In terms of the panic program, you are correct that they have to have at least 8 panic attacks in the month prior to screening and then 4 panic attacks in the 2 weeks of screening in order to qualify for the trial. So we don't have a floor effect. We actually can show that there is potential to reduce panic attack symptoms, but there is no maximum. So it's really around meeting the -- that minimum threshold. And then from there, you can have as many panic attacks as the patient is experiencing.
關於恐慌症計劃,您說得對,他們必須在篩檢前一個月內至少發生 8 次恐慌症,然後在篩檢後的 2 週內發生 4 次恐慌症,才有資格參加試驗。因此,我們沒有地板效應。我們實際上可以證明,減少恐慌症症狀是有潛力的,但沒有最大值。因此,這實際上是為了滿足最低門檻。然後從那時起,你就會像病人所經歷的一樣多次出現恐慌發作。
We're really wanting to ensure, though, that we get the right patient profile that really drives success. And that's why that criteria is set that way, and there's precedent for that. So we are continuing to enroll in that program and excited about the potential derivative at really being an innovative therapy and a needed therapy in the anxiety disorder space.

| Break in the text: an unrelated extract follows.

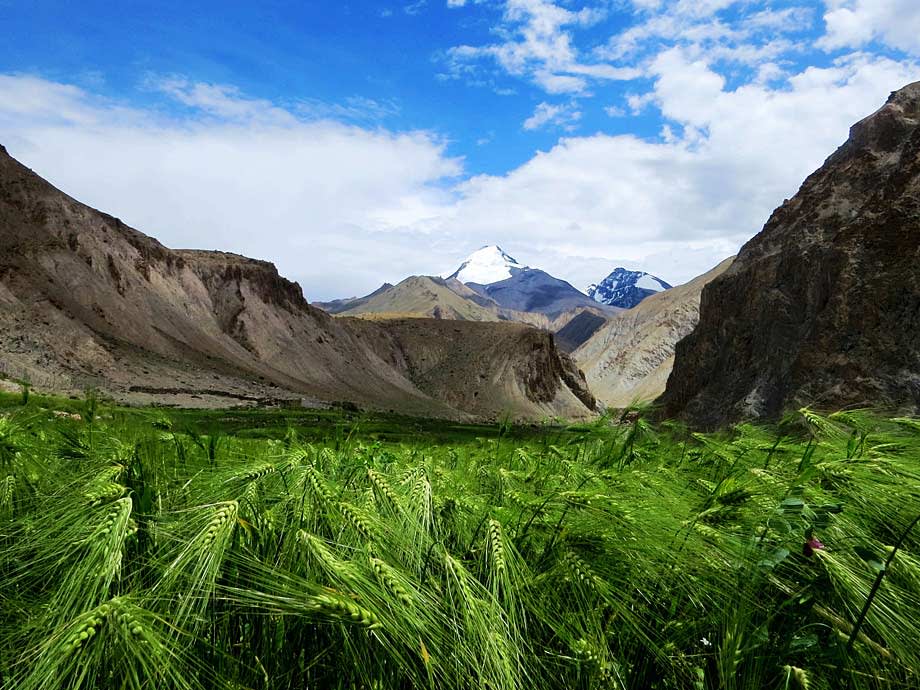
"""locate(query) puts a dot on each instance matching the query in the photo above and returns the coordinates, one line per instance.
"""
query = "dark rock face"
(822, 307)
(578, 331)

So we'll stay tuned for that data in the future.
然而,我們確實希望確保我們獲得真正推動成功的正確患者資料。這就是為什麼要這樣設定標準,而且是有先例可循的。因此,我們將繼續參與該計劃,並對該計劃的潛在衍生產品感到興奮,它真的是一種創新療法,也是焦慮症領域的必要療法。因此我們將繼續關注這些數據。

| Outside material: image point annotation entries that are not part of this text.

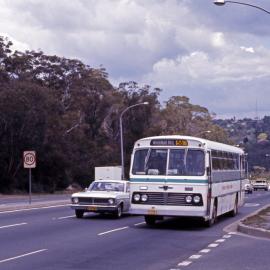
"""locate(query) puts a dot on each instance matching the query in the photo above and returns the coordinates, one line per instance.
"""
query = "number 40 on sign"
(29, 159)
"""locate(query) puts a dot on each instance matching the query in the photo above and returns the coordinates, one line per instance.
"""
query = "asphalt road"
(53, 238)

Ronald C. Renaud - President, CEO & Director
Ronald C. Renaud - President, CEO & Director
And part of Joseph's question about filing for tavapadon was is it early and/or late. Could you just give a little more detail on how you think about the filing for tavapadon?
約瑟夫關於申請 tavapadon 的問題之一是現在申請是早還是晚。您能否詳細介紹一下您對 tavapadon 申請的看法?

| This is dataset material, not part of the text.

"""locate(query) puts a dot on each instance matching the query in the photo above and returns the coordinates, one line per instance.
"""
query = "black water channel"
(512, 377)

Ramiro Sanchez - Chief Medical Officer
Ramiro Sanchez - Chief Medical Officer
Right. So when we file the tavapadon NDA, we will file all 3 trials and the open-label extension. So we will get a label like others have received for the treatment of Parkinson's disease. So the NDA will consist of the TEMPO-3 trial, which will read out in the first half of next year, which is the adjunctive to levodopa trial, the 2 monotherapy trials that will read out in the second half of next year, as well as TEMPO-4, which is actually the open-label extension trial.
正確的。因此,當我們提交 tavapadon NDA 時,我們將提交所有 3 項試驗和開放標籤延期。因此,我們將獲得像其他人一樣用於治療帕金森氏症的標籤。因此,NDA 將包括 TEMPO-3 試驗(將於明年上半年完成,這是左旋多巴試驗的輔助試驗)、2 個單一療法試驗(將於明年下半年完成)以及 TEMPO-4(實際上是開放標籤擴展試驗)。
Operator
Operator
Thank you. I'm showing no further questions at this time. I would like to turn it back to Ron Renaud for closing remarks.
謝謝。我目前沒有其他問題。我想請羅恩雷諾作最後發言。
Ronald C. Renaud - President, CEO & Director
Ronald C. Renaud - President, CEO & Director
So I'd like to thank everybody for joining us this morning. And keep in mind, again, I'll just to remind folks about our tavapadon investor event on December 11. Thanks, and we'll talk soon.
因此,我要感謝大家今天早上的參加。請記住,我只是想提醒大家我們將於 12 月 11 日舉辦 tavapadon 投資者活動。
Operator
Operator
This concludes today's conference call. Thank you for participating, and you may now disconnect.
今天的電話會議到此結束。感謝您的參與,您現在可以斷開連接。